Caledonian Park Clock Tower

Caledonian Park Clock Tower (britishlistedbuildings.co.uk)

 

Every day I walk past the clock tower in the photograph above. Every day I cast an admiring glance at it (there’s not much else to look at on North Road). It’s being surrounded by new blocks of “luxury” flats at the moment although I’ll hopefully have the same view of it. If you’re wondering where it is, it’s in the borough of Islington, London, lying north of King’s Cross Station.

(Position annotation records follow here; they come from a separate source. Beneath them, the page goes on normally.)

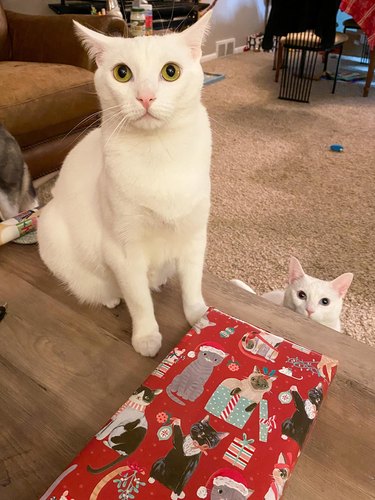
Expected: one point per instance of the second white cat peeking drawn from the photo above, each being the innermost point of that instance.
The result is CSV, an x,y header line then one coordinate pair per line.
x,y
131,204
318,299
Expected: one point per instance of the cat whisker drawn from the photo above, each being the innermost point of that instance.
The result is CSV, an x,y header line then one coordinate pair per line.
x,y
117,129
170,19
100,112
92,125
182,22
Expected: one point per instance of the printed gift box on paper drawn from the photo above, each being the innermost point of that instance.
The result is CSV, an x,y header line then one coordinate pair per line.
x,y
224,415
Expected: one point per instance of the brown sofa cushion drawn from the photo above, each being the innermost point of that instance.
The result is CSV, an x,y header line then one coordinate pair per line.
x,y
52,97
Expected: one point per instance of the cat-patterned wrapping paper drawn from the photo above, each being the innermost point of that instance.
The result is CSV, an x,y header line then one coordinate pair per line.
x,y
224,416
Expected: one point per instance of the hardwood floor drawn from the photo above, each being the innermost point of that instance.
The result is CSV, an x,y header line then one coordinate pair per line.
x,y
65,368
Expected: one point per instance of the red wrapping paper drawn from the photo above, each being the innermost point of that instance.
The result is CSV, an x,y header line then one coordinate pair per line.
x,y
248,405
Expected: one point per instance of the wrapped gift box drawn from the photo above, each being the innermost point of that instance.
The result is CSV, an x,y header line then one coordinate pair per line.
x,y
228,409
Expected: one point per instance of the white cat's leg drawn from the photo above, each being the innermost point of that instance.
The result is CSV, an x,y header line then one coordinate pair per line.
x,y
190,271
131,274
159,277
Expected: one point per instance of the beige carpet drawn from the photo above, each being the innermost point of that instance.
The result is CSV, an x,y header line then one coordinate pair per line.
x,y
278,191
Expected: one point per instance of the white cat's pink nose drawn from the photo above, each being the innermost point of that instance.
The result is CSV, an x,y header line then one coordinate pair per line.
x,y
310,310
146,100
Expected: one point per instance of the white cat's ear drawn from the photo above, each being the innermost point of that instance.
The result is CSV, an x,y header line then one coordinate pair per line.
x,y
342,283
295,270
196,35
95,43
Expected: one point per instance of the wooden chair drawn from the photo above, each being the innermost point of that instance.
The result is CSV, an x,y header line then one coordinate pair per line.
x,y
301,50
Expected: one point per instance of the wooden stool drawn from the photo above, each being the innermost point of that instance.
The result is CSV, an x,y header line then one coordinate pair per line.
x,y
308,44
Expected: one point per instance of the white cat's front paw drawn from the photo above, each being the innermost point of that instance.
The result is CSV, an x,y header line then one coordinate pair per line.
x,y
148,344
195,312
111,304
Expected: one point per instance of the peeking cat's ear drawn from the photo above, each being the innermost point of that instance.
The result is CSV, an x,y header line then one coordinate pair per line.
x,y
295,270
342,283
95,43
196,34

The history of the clock tower is fascinating. It was once part of Caledonian Market – so named because it was set just off the Caledonian Road. The market began life as the Metropolitan Cattle Market, opened by Prince Albert in 1855 as an alternative to Smithfield market which was becoming more difficult to drive cattle to. The impressive 30 acre area was chosen as it wasn’t too far from the goods yards at King’s Cross Station.

Picture of Caledonian Market

Caledonian Market as cattle market (victorianlondon.org)

 

Here are Charles Dickens’ comments on the layout of the place in Dickens’s Dictionary of London, 1879 (thanks VictorianLondon.org):

The market is of immense size, but large as it is, it is insufficient to contain the animals sent up for the Christmas markets. In the centre is a clock tower, round which are the offices of the market clerk and other officials. On one side is the cattle-market, upon the other the sheep-pens. The calves are for the most part under roofs with open sides, and the pigs have also their own portion of the market. The number of cattle and sheep sold here weekly is prodigious, and the arrangements are excellent both as regards regularity, and, as far as possible, the comfort of the animals.

Four pubs were to be found at each of the four corners of the market, three of which, along with the clock tower, are now listed structures.

Picture of bric a brac market at Caledonian Market

Bric a brac selling at Caledonian Market, with clocktower in background (museumoflondon.org.uk)

The market transformed along with the decline in the trade of live animals to become a popular antiques and bric-a-brac selling place at the beginning of the twentieth century.

It closed during the Second World War and the buildings were flattened by aerial bombardment in 1940. It re-opened some time afterwards, however, in its new Bermondsey location. As a result it’s now known as New Caledonian Market or Bermondsey Market and still going strong.

Interestingly, a mediaeval law known as marché ouvert meant that items sourced on the never never could quite legally be purchased, as long as they were bought in good faith between sunrise and sunset. The market therefore had quite a dodgy reputation in both locations. The law wasn’t repealed until 1994.

Read some personal experiences of the market at Up the Cally: History and Recollections of London’s Old Caledonian Market or watch this Pathé video from 1967, taken just before redevelopment of the grounds.

It’s interesting to see how the memory of the market survives in the street and building names  to this day – there’s a Market Road, Drovers Way, Shepherd House, Penfields House, Market House and there’s even an Age UK day centre called the Drovers Centre.

The area is now split into Caledonian Park, sports pitches and housing areas such as Market Estate, and overlooking all these is the stately 151ft clock tower. It’s one of those unexpected sights in London that make it the unceasingly fascinating place it is.